Ah, dealbreakers: hate the term but love the truth.
I once promised myself never to use my analytic and statistical abilities for evil, that is to say, I wasn’t going to apply any type of metrics or analysis to who I dated (and emphasis on the past tense, so who I broke up with). But, I am only human–as are many of us–and don’t we all try to figure out what we learned from who we’re no longer with?
I have dealbreakers. And they are not shocking, no, nor are they unreasonable–I just always imagined myself to be far more reasonable and easygoing than I actually am.
The truth is that we all have things which we will or won’t accept in any relationship, platonic or romantic, and that’s the right way to be. We need be judgmental. We need to determine what makes us feel good or doesn’t. We need to have dealbreakers! but the glibness, the snarkiness of that term, tossed off like this is a negotiation, like this is a zero-sum game, I can’t continence it. I can’t accept it.
I break up with a woman when:
- She has hurt me in a way so deep that while it will eventually heal (no matter what is said or done, it can and will heal) but it be in enough time for me to wait and still remain so close to her that her sweat stings my soul.
- She has shown that we can’t look forward, together, and have some overlap in what we see. We don’t have to agree all of the time–in fact, I prefer that we don’t–but it can’t be opposite corners, dueling pianos or blood on the table.

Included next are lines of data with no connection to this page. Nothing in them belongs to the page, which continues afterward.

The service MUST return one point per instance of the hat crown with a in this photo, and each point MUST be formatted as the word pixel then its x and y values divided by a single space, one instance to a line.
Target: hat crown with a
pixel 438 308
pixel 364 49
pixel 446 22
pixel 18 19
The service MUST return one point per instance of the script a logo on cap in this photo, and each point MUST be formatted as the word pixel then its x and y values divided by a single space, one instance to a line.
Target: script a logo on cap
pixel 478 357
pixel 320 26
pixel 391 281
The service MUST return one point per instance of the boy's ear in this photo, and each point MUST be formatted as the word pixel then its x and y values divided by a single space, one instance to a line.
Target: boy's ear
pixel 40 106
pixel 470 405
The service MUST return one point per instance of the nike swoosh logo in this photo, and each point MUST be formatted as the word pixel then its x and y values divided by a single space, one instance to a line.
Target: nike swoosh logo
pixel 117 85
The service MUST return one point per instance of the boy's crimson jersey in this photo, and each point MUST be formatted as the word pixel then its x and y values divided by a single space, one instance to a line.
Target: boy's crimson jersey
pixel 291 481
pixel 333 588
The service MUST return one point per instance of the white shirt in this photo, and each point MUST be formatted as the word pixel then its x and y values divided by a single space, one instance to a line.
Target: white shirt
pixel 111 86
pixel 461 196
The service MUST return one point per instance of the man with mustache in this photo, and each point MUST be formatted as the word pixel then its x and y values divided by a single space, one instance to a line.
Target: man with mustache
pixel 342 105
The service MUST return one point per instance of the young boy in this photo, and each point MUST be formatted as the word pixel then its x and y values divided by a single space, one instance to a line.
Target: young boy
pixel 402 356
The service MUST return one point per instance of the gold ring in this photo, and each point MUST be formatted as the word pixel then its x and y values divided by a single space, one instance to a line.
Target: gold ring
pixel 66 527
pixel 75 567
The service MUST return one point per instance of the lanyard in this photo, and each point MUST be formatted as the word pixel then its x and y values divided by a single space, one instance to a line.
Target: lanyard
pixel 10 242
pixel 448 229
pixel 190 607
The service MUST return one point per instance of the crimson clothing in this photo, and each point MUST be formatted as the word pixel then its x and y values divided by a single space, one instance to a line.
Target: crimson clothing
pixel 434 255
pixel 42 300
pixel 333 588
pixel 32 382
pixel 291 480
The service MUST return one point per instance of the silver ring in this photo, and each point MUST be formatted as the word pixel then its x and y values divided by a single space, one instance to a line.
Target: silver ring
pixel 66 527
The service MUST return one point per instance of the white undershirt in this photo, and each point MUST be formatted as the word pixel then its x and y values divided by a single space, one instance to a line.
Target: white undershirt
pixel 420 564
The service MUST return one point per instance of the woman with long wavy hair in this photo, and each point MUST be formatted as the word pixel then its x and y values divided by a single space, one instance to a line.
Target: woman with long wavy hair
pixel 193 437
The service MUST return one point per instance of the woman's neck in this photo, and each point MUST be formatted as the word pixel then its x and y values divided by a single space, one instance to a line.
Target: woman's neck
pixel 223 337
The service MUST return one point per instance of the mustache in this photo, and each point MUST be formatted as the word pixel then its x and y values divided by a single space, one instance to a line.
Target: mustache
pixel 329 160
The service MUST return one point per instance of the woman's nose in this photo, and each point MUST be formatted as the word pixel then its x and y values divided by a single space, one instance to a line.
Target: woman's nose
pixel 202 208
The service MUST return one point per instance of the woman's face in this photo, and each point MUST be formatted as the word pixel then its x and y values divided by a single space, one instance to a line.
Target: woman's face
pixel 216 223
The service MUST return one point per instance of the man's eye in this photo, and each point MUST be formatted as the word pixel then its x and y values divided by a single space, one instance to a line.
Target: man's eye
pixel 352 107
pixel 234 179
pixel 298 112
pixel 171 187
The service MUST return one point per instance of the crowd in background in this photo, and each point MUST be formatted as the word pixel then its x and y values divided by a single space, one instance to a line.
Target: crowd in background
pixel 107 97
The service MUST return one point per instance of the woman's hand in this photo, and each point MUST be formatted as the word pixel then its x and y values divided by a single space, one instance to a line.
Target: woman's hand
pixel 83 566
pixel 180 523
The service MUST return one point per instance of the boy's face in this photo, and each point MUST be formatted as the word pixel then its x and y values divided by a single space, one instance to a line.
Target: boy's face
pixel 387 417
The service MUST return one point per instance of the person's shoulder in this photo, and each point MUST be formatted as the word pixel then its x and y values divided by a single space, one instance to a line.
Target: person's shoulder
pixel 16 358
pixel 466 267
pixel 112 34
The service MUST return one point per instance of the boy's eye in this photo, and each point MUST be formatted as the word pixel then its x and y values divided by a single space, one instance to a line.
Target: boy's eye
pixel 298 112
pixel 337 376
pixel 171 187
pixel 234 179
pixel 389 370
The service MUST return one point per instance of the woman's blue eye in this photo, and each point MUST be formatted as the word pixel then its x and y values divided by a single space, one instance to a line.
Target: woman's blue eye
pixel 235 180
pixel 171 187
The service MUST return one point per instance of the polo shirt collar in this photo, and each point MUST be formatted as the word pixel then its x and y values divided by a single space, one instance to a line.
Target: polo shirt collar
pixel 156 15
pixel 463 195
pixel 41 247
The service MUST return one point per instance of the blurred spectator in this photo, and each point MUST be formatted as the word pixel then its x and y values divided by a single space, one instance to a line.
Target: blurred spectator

- She has shown that she hates children. She doesn’t need to want to have children but she has to accept them, even like them, if that’s in her bounds. Perhaps love them. You see, we are all children deep inside. No one ever grows up, not really. So if you hate children, you hate yourself in a way that it’s simply a matter of time before it all goes top over kettle and I won’t let someone take my happiness, my life and safety and stability with them.
- She’s uncomfortable with her sexuality. This is not about a) straight, bisexual, queer, pansexual, gay, or [fill in the blank], b) number of times a week (or a day!) to engage in sexual activity, or c) vanilla or non-vanilla-ness of sexual activity. It is about being comfortable with being a sexual being and all that comes with that self-knowledge. And, lastly, talking about self-knowledge…
- She doesn’t know herself yet. None of us is a prophet; none of us can ensure whatever plan we make actually works out and that’s okay. What’s not okay is not knowing. What’s not okay is relying on your partner (in this case me) to be your mentor, to be your teacher, to be your therapist, your coach, your career counselor, your adviser, your mum or your dad. I hate excessively skewed power dynamics in my intimate relationships. It’s not that I don’t or won’t respect you, but I need the give and the take, I need the push and the pull, and once that gets out of whack, it’s nearly impossible to bring it back near to center. I need “near to center”.
We all have them, these rules that cannot be broken, these lines that cannot be crossed and we all should figure them out before we put ourselves, and other people, in positions which they cannot get out of.
But please, for the love of humanity, stop calling it a dealbreaker! It is so much more than that.